Dick Clark’s on-camera image was that of a relaxed, welcoming presence, whether as host of American Bandstand, the Pyramid game shows, or Dick Clark’s New Year’s Rockin’ Eve. But this carefully cultivated image belied the reality that just beneath the surface was an ambitious man who succeeded through hard work and shrewd business decisions in becoming both a media juggernaut and one of the best-loved personalities in TV history by the time he died on April 18 of a heart attack at age 82.
Clark, who was born in Bronxville, N.Y., in 1929, may have started out in radio (his creamy, intimate voice made him a natural). But it was as the host of Bandstand that he found his natural habitat. When the dance showcase was broadcast nationally in 1957, Clark was the perfect person to bring rock & roll to TV. At a time when many TV outlets considered the wildness of Little Richard, Jerry Lee Lewis, Chuck Berry, and others a potential headache for families and advertisers, Clark surrounded the rockers with wholesome-looking teens dancing to the music, with the host as a soothing voice of explanation and reason. (”It’s got a good beat and you can dance to it.”)
Behind the scenes, Clark became a cunning TV producer. He kept the overhead low by having the stars lip-synch to the music rather than hauling out backup bands that allowed for the possibility of technical malfunctions or wise-guy misbehavior. As host, he frequently sat among the kids in the studio audience to conduct quick interviews; the fact that he invariably wore a suit and tie was what distinguished him in the crowd and led to the nickname that stuck: ”the world’s oldest teenager.” Clark managed to escape the payola scandals of the late 1950s, in which music figures such as the DJ Alan Freed, one of Clark’s concert-promoter competitors, were accused of taking money from record companies to play certain music. One of the keys to Clark’s success was that he never set himself up as a tastemaker or a highly opinionated discriminator among musical styles he may have liked or deplored. He presented every trend, from British Invasion rock & roll to disco to punk to grunge, as a pop culture anthropologist, packaging each wave of music neatly for his millions of viewers.

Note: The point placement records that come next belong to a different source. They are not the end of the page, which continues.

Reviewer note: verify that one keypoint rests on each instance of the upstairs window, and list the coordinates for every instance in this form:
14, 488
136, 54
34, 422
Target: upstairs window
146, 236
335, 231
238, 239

The result was that Clark became a pioneer almost in spite of himself. Careful to avoid controversy, he nonetheless was one of the first TV personalities to preside over a racially integrated dance floor, and introduced a predominantly white audience to the first national television appearances of acts such as the Jackson 5, Little Stevie Wonder, and later, rapper Kurtis Blow. Always mindful about playing it safe, Clark also extensively promoted the careers of blander musical artists, from Pat Boone to Sheena Easton.

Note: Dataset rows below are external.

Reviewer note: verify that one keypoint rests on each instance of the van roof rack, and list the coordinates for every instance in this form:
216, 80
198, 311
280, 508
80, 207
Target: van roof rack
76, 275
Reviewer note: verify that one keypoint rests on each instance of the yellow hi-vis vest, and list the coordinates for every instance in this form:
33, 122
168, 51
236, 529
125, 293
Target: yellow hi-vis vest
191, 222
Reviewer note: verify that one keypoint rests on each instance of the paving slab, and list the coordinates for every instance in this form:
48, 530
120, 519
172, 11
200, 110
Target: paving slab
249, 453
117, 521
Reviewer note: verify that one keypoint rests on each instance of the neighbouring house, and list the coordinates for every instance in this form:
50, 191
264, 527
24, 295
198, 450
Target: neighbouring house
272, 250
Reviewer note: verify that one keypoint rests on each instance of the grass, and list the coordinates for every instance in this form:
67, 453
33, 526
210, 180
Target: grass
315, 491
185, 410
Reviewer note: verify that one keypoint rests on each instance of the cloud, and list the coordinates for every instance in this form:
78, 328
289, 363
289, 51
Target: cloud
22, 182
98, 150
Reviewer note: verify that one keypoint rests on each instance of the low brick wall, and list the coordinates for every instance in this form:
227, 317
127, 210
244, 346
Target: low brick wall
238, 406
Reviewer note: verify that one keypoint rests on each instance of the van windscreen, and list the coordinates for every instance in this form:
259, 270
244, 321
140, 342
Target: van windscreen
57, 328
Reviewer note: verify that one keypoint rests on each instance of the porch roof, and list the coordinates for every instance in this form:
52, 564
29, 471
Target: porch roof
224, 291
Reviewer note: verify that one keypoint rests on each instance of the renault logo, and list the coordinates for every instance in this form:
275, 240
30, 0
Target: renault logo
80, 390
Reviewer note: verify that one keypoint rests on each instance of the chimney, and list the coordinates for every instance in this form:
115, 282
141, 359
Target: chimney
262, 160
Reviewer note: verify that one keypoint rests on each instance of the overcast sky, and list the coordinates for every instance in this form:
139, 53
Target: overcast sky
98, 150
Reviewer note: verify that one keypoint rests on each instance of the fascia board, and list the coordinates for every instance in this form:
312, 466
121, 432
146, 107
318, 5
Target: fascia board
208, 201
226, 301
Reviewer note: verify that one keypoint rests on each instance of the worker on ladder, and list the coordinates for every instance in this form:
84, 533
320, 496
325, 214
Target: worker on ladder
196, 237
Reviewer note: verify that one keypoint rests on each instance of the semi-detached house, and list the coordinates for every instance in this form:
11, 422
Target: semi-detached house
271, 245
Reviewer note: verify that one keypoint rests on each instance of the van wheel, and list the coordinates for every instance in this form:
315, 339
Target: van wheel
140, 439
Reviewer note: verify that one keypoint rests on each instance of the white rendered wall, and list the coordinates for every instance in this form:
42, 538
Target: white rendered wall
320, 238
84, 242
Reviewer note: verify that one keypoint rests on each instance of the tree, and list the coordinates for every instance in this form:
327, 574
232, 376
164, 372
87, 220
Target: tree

In 1972 he inaugurated New Year’s Rockin’ Eve, initially considered a novel, live-TV business risk. But Clark once again used the contrast of his serene demeanor with a wild party night to set the perfect tone. Through the decades, he became his own ubiquitous brand, always front and center, declining innovation in favor of comfort. For baby boomers, Dick Clark will always be the man who guided them toward rock on American Bandstand, and for generations after that, the man who ushered them into a new year with a smile as bright as the lights of the glittering Times Square countdown ball.